Дождавшись, пока вода закипит, ратник сыпанул туда весь мешочек с крупой, стал неторопливо помешивать длинной деревянной ложкой. К этому времени уже стемнело. На бархатисто-черном небе зажглись звезды, но которым изредка проползали тени неразличимых во мраке облаков. Огни засветились и у реки: основная масса напротив русского лагеря, еще две группы костров справа и слева, заметно дальше вверх и вниз по реке.
— Караулят… — проследив взгляд ведуна, кивнул воин. — Боятся. Хороша наша Верея, любого с ума сведет.
В этот миг Олег заметил, как полог палатки взметнулся. Боярыня, накинув на плечи плащ, вышла на улицу — от ближнего костра тут же поднялся Лесавич с луком в руках. Середин, почуяв что-то интересное, тоже встал и направился следом за ними, держась метрах в пятнадцати.

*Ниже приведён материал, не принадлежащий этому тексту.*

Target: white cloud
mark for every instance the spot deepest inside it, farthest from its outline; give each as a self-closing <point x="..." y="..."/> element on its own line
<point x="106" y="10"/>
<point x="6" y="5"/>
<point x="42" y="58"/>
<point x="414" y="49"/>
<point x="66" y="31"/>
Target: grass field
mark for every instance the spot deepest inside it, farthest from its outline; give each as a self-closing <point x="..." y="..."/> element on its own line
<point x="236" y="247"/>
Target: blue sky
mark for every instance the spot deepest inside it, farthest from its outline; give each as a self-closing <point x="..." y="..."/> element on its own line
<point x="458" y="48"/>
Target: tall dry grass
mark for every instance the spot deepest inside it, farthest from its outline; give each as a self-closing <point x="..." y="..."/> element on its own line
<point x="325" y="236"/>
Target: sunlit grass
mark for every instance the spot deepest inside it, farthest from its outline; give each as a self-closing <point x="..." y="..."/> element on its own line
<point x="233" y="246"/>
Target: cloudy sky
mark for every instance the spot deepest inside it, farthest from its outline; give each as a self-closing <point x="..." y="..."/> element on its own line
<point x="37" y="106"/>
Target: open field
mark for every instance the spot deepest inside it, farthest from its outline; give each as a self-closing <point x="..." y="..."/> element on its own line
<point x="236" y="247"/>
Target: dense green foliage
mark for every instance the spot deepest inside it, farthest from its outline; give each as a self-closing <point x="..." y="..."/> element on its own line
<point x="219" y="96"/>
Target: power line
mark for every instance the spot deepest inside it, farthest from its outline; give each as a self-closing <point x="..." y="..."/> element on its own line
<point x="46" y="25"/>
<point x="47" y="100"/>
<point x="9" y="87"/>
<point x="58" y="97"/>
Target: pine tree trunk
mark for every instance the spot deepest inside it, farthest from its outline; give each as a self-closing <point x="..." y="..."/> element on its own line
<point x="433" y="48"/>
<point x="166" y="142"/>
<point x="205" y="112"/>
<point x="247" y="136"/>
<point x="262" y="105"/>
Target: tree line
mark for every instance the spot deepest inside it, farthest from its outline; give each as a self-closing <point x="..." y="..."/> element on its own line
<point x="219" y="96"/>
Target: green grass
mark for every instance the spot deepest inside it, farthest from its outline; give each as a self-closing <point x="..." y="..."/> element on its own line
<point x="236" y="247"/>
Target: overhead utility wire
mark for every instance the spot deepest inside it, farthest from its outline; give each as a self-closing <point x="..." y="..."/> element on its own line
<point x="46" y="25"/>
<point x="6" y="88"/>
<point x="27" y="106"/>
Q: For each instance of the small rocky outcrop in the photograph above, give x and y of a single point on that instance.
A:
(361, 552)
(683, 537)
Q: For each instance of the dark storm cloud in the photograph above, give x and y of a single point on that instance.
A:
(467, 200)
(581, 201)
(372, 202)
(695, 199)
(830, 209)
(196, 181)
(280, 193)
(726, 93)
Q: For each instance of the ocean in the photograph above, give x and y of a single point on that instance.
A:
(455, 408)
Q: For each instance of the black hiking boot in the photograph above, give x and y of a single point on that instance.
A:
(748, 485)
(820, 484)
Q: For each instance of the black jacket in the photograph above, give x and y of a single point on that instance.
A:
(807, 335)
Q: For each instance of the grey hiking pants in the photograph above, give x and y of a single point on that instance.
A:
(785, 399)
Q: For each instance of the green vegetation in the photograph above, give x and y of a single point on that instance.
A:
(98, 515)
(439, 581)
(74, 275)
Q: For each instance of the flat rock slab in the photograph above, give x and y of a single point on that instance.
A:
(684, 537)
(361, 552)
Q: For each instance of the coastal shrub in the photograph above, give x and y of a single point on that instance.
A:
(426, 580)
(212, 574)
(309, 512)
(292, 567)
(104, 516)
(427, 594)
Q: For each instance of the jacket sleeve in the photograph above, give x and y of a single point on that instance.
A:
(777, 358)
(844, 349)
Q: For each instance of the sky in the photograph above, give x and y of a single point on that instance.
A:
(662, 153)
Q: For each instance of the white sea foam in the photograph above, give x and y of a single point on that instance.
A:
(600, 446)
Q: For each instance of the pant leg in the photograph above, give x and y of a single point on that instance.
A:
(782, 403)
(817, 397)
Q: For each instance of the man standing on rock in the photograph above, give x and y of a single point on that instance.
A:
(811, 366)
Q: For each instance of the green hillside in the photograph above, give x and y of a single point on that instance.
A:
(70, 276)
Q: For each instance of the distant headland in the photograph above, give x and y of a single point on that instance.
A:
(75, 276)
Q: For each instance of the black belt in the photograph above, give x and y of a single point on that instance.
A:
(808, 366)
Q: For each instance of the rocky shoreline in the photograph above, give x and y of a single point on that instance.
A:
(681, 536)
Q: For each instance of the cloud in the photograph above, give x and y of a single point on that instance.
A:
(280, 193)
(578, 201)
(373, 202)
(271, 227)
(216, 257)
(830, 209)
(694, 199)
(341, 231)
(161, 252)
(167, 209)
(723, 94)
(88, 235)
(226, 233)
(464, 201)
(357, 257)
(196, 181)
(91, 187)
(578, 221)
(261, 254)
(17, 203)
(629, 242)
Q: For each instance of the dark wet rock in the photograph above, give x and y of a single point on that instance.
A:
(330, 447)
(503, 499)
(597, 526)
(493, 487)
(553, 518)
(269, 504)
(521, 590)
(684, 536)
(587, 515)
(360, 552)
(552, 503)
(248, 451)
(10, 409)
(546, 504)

Верея с воеводой отошли от лагеря всего ничего — так, чтобы на них не падали блики огня. Женщина огляделась, подняла руку:
— Одну туда, под берег. А к этим чуть вовнутрь. Смотри, не попади ни в кого.
— Сделаю, — поклонился воин и, легко похрустывая снегом, двинулся во мрак.
Верея развернулась, пошла назад к палатке, но, миновав Олега, остановилась.
— Не спится, ведун? — оглянулась она. — Мне тоже. Пойдем… — Она взяла его за руку, потянула за собой.
За пологом парусинового шатра все выглядело так же, как и тогда, в Белозерье: тонкие стены, насквозь пробиваемые светом костров, множество раскиданных по полу овчинных шкур.
— Помоги… — Женщина откинула плащ, сняла наборный пояс из дорогих камней, расстегнула крючок у ворота кольчуги, подняла руки.
Олег подступил, подвел пальцы под кольчужный подол, вздел его вверх. Зловеще зашелестев, металлическая рубаха легко соскользнула с боярыни и осталась на ладонях колючей податливой тряпочкой. Правда, весьма тяжелой — килограммов пять будет.
Верея, оставшись в мягком войлочном поддоспешнике, щедро расшитом золотой и серебряной нитью, села на шкуры, приподняла ногу, поддержав ее двумя руками. Жалобно сказала:
— Тугие…
Олег опустился перед ней на колени и, крепко взявшись за пятки, снял сперва один сапог, потом второй. Боярыня встала, быстро стянула узкие штаны, начала расстегивать крючки поддоспешника. Ведун поднялся следом, наблюдая, как она роняет за спину эту толстую жилетку, следом — тонкую суконную курточку с длинным рукавом, снимает через голову шелковую рубашку, пускающую кровавые отблески со складок. Провела кончиками пальцев по коже, от плеч через грудь и живот к бедрам, придирчиво осматривая себя сверху вниз.
— Кажется, я выгляжу неплохо… Интересно, хан оставит меня себе или продаст в Персию или Индию? Сказывали, они платят добрым серебром за красивых женщин. Болгары тоже охотно ласковых невольниц для гаремов покупают.